The self-criticism, though, never reaches a crushing nadir, à la Elisabeth Sparkle in The Substance. She doesn’t feel compelled to rip off her eyelashes or long for a new body. “I’ve never gotten Botox,” she says. “When they say I wear this or that, it’s not just about the clothes. Why can’t I simply be comfortable in my skin?”
This is why she believes no child, especially star kids, should grow up in the spotlight. Her parents had kept her and her siblings away from its harsh glare. “It’s a fishbowl that sucks you in, becoming your world. If I hadn’t gone to Arya Vidya Mandir and made normal friends, I wouldn’t be who I am today—someone who loves books, dance, music and art.”
Perhaps it’s this constant negotiation between self and performance, between the safety of home and the gaze of the world, that makes her come alive in spaces like Amdavad ni Gufa—where art and nature, structure and spontaneity entwine. Kapoor is at ease here, slipping in and out of the cave in rubber flats so that she doesn’t skid on its undulating floor. She admires Husain’s murals and Doshi’s igloo-like pillars after every change, letting her gaze linger on a galloping horse here, a sun motif there.
In a 2018 interview with the Louisiana Channel, Doshi spoke of nature’s deep influence on his work, a philosophy shaped by his time at Le Corbusier’s Paris atelier. “He sketched snakes, cockroaches, plants, water and trees, all in pursuit of one idea: integration,” Doshi said. “If you can integrate all these elements… life will happen.”
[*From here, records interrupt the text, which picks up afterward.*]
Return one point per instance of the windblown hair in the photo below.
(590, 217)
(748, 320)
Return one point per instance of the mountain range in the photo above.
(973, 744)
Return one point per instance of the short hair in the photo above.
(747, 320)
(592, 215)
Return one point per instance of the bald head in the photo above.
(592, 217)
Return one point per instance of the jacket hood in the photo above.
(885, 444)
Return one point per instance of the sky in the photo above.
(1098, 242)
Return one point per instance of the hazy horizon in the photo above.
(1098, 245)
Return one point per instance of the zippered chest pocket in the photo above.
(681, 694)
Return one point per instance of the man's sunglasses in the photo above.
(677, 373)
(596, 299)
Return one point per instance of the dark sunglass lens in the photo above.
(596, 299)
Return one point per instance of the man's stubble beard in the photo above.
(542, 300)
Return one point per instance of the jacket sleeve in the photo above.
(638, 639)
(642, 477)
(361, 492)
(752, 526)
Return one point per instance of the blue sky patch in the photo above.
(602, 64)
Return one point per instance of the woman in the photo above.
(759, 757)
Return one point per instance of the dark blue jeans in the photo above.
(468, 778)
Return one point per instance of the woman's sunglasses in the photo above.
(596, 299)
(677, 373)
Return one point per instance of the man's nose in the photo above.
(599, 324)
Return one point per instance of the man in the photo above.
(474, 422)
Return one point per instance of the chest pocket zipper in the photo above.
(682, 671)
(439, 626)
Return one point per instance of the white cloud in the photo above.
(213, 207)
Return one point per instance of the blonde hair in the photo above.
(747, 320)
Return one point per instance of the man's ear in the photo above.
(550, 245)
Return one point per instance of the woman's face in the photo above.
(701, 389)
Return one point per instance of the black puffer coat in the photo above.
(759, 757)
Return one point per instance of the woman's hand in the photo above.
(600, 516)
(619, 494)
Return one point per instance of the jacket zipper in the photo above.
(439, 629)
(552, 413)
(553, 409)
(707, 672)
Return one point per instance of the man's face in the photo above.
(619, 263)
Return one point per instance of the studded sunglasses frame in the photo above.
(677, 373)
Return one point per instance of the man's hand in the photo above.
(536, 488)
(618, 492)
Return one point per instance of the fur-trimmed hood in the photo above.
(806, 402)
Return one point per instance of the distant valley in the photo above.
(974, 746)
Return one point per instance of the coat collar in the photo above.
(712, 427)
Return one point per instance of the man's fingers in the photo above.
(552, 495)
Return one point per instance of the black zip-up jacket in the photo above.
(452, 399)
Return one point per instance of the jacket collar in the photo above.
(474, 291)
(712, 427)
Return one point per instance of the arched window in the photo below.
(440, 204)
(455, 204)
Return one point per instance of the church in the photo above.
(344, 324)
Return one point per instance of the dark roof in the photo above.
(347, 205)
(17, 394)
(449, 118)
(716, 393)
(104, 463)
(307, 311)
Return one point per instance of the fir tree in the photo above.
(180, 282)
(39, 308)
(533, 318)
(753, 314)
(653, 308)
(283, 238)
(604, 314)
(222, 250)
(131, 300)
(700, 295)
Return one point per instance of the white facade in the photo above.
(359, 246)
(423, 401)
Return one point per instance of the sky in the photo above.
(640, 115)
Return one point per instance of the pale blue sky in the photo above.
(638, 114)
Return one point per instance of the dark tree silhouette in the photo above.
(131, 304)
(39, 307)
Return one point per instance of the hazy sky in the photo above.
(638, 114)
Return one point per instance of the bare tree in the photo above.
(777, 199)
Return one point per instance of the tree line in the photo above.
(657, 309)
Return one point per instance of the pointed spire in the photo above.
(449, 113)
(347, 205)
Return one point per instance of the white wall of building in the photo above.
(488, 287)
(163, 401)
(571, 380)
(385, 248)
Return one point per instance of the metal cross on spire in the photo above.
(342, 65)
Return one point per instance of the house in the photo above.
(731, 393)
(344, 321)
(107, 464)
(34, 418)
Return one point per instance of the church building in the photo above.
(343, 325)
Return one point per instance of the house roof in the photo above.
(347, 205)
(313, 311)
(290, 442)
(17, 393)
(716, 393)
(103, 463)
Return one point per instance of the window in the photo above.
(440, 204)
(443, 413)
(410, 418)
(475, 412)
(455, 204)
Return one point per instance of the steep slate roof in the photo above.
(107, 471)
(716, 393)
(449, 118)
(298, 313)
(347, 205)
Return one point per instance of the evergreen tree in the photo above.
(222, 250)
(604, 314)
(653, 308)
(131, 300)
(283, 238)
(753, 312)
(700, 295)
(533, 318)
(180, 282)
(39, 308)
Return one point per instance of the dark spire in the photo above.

Inside the Gufa, Husain’s beetles, dancing humans and painted windows echo this vision. Outside, Kapoor poses atop its domed mosaic roof, inspired by tortoise shells and soap bubbles. Dressed in a vintage Jean-Paul Gaultier bodysuit from her personal collection and jeans embroidered with an array of signature Anamika Khanna swatches, her waist is cinched with keys and locks in the manner in which her sister remembers their nani often carrying them. As her anklets chime and she reaches for a golden beam of light, a peacock perches on the boundary wall on her left. Behind her, a dog naps on a dome and langurs swing through the neem trees. By the time the shoot wraps, last night’s stars have returned.